16.75 Executive liability is limited by the operation of the ‘independent discretion rule’, also known as the Enever principle, which limits the vicarious liability of government for certain wrongs committed by government employees.
The basic idea behind this rule is that, if powers are conferred by law directly upon an employee, such a person is considered to be executing an independent discretion or original authority for the consequences of which the employer is not vicariously responsible. Of course, the corollary of this rule is that the individual officer may bear a personal liability.
16.76 This principle has been abrogated by statute in New South Wales and, to the extent that it applies to police officers, in other jurisdictions, including the Commonwealth.
16.77 The independent discretion rule has been widely criticised and in 2001, despite finding the rule had relatively little practical effect, the ALRC recommended it be abolished.
Enever v The King (1906) 3 CLR 969.
Cubillo v Commonwealth (No 2) (2000) 174 ALR 97,  (O’Loughlin J). The independent discretion rule therefore limits the basic principle in tort law that ‘an employer is liable for the damage caused by the negligent acts or omissions of its servants when they are acting within the scope of their employment’: Ibid .
Law Reform (Vicarious Liability) Act 1983 (NSW) s 8.
See, eg, Australian Federal Police Act 1979 (Cth) s 64B(1). ‘The Commonwealth is liable in respect of a tort committed by a member or a protective service officer in the performance or purported performance of his or her duties … in like manner as a person is liable in respect of a tort committed by his or her employee in the course of his or her employment’.

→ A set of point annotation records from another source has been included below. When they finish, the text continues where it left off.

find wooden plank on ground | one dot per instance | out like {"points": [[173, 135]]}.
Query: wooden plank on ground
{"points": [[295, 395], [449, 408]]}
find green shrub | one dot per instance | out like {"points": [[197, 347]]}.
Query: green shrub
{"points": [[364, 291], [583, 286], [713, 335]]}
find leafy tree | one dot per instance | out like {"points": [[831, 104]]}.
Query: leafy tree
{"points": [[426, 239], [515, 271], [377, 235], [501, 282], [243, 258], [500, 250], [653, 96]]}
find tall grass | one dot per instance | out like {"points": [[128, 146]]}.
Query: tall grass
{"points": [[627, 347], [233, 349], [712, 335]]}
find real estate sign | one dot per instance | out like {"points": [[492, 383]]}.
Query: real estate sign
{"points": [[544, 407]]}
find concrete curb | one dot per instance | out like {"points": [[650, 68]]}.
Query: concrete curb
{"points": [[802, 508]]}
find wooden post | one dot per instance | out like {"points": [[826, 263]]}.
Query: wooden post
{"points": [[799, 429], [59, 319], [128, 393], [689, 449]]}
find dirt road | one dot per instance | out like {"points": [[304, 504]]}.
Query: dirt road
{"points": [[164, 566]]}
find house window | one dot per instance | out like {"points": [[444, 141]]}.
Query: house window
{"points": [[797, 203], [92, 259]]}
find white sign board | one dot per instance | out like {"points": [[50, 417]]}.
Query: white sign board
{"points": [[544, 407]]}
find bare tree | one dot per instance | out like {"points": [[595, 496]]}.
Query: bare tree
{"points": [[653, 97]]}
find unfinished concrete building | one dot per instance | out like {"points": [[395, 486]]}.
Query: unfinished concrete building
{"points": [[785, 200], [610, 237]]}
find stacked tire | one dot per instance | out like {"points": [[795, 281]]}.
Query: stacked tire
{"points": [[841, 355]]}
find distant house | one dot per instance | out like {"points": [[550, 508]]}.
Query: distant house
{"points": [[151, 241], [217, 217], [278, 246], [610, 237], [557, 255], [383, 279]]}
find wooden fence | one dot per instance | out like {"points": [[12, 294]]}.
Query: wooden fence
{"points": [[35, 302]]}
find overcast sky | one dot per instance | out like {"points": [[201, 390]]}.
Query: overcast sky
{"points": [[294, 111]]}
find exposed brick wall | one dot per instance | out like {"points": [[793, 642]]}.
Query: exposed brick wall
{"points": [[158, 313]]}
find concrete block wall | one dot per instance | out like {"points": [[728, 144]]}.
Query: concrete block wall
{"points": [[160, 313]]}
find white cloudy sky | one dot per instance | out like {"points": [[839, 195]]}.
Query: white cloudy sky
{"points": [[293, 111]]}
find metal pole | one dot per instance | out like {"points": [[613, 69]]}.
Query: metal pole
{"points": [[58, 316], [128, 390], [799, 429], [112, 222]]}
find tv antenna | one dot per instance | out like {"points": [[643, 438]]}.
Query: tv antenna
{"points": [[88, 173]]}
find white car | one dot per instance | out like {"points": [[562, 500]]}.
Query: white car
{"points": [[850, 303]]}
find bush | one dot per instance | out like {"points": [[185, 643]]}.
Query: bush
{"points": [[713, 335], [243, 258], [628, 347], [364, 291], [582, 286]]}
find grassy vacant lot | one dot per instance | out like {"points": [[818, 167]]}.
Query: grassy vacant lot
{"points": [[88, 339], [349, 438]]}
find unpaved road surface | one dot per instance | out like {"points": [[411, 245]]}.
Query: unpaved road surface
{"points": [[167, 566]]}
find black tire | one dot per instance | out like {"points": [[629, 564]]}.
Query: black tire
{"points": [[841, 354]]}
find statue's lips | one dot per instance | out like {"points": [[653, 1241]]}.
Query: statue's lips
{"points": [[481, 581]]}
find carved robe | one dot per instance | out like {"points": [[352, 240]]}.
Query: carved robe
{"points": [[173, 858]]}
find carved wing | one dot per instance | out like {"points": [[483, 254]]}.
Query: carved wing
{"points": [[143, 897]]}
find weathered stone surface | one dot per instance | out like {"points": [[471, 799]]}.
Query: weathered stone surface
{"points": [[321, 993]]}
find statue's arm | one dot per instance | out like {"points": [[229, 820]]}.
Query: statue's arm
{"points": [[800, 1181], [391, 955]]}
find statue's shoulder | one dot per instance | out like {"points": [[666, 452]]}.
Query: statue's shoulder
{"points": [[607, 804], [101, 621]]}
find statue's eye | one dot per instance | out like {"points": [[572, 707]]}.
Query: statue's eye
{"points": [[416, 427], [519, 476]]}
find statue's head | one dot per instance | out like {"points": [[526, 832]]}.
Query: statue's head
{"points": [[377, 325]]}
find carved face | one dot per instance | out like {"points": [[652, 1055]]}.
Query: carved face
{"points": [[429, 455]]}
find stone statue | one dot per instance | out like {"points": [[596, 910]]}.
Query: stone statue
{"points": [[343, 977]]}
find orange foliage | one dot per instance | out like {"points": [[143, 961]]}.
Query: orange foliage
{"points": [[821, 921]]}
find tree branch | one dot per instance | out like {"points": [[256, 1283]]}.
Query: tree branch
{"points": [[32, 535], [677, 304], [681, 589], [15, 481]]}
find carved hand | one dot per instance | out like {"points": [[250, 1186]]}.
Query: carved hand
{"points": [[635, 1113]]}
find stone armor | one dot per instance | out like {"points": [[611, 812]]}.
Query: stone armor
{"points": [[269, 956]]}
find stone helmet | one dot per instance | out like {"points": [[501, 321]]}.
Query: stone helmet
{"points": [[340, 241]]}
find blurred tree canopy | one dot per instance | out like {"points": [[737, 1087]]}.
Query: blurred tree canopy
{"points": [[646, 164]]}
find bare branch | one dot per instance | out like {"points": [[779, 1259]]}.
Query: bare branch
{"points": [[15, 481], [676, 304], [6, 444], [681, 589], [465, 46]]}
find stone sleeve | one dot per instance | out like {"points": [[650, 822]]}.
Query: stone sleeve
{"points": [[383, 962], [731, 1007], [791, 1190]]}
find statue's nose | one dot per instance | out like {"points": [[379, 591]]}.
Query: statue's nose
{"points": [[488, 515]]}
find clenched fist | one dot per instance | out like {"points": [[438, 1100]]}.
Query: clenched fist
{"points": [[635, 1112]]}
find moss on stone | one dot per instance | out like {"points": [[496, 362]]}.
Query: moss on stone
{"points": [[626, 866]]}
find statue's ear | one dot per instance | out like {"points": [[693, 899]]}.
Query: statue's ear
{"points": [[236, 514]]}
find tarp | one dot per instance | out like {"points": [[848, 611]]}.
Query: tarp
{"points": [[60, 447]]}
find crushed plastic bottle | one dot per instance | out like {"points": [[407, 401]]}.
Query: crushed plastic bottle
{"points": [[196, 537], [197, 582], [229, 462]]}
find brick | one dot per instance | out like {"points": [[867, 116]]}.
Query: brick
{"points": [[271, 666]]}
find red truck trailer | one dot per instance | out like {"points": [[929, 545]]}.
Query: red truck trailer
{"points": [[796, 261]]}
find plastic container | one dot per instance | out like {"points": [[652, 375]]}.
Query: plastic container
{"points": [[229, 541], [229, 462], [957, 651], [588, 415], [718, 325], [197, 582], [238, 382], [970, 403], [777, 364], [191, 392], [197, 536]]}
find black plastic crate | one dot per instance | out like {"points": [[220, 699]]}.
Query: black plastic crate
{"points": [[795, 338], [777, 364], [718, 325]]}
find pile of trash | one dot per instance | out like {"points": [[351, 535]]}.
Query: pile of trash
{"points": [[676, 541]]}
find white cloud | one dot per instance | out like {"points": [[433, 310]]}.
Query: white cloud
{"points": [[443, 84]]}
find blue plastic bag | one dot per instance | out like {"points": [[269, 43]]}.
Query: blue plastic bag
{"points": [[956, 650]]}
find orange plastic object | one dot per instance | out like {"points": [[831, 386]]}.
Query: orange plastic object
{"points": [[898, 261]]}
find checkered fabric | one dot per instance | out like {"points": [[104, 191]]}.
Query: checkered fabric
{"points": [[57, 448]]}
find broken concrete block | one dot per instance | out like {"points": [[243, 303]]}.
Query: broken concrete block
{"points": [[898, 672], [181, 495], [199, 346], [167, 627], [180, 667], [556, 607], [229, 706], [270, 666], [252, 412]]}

‘The principle in Enever v The King (1906) 3 CLR 969, namely, that the Commonwealth is not vicariously liable for the tortious conduct of Commonwealth officers who act with independent discretion pursuant to statute, should be expressly abolished in relation to the Commonwealth’: Australian Law Reform Commission, The Judicial Power of the Commonwealth—A Review of the Judiciary Act 1903 and Related Legislation, Report No 92 (2001) rec 25–1.